The first attempt at rowing a surf boat from Onehunga to Piha over the unpredictable and treacherous Manukau Heads Bar was made in April 1971. It was decided to negotiate the north channel as the safer south channel used by shipping would have added another seven kilometers to the row. As the crew comprising Andy Sekula, Mike Zainey, Ray Markham, Brian Sullivan and Alan Foubister rowed down the narrow northern channel with big dumping surf on either side, huge swells came up and the channel petered out leaving the boat in the surf zone. There was no route to get through the surf line leaving no option but to wait for a lull and head for the beach on a wave. The boat hit the beach with such force that the keel was split in half and all the ribs in the boat were broken. Despite the boat being a write-off, sponsorship for the row and publicity gained about $2,000 for the club. The feat of getting all the way to Piha was not fully accomplished until 1992 with a crew comprising George Thompson, Brett Sullivan, Martin Wienk, Johan Broekhuizen, Duane Rice and Geoff Calvert rowing Lend Lease all the way to Piha. The trip took over five hours in high swells and stiff winds. At one stage in this row George Thomson was thrown overboard after the surf boat hit a 3 m swell.

The first Piha Big Wave Classic (Day of the Giants) was held at Piha Beach in April 2005 with 12 crews on the beach and Piha coming in second in the open men's race. These races, held annually are part of the national surf life saving championship surf boat series. In 2007 three crews came from Australia (Bronte, Jan Juc and Austinmer) to compete in these races. In 2014 Piha became the first club to win the trifecta at Piha - Mark HORSE Bourneville Swept 3 crews the Open Men's, Open Women's and Under 23 Men. The big wave classic will be held at Piha on February 21, 2015.

In 2008 Piha crews comprising James Dallinger, Brad Mytton, Hayden Smith, Craig Knox, Matt Kirke, Mark Bourneville and Bruce O'Brien won the European Open Surf Boat Championships (also known as the World Surf Rowing Championships) at Biarritz, France. In 2012 Piha A crew won the Battle of the Ditch Surfboat Race (New Zealand versus Australia) and became the first crew to win the Australian Surf Life Saving men's open Australian Surf Rowers League title.

In 2013 Piha became the first club to win five Golds Surf boat Medals at a New Zealand National Surf Life Saving Championships, Mark HORSE Bourneville Swept 3 crews and won 2 x double titles and a gold and silver with U19 (Open Men long and short courses, Under 23 Men long and short courses and under 19 Men long course).

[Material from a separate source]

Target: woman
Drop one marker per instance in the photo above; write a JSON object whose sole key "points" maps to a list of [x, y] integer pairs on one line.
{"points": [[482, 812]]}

At the 2014 New Zealand Nationals Phia became the first crew to win 8 New Zealand titles in five consecutive seasons. The 2014 Piha A crew was Paul Gerritsen, Chris Morris, Scott Lissington, Benjamin Richards, Ben Scott and sweep Mark Bourneville. The under 23 crew also scored a first – the first to win 5 New Zealand National titles in the under 23 division, the crew included Mark Bournevilles two twin sons Cedric & Ludovik Bourneville. The club also became the first to win 4 of the 6 divisional New Zealand Surf Boat Series titles - Men's Open, Women's Open, Under 23 Men's and Under 19 Women. The current Piha surf boats, sponsored by Burger Fuel and Trillion Trust, are named after previous Piha great boaties:- Tom Pearce, E D Wright, Buddy Lucas and Tiger O'Brien

The Piha Boaties during Mark HORSE Bourneville's Boat captaincy the Piha boaties obtained the greatest decade in winning national titles 25 titles over a 10-year period. Bourneville himself won 21 of the titles.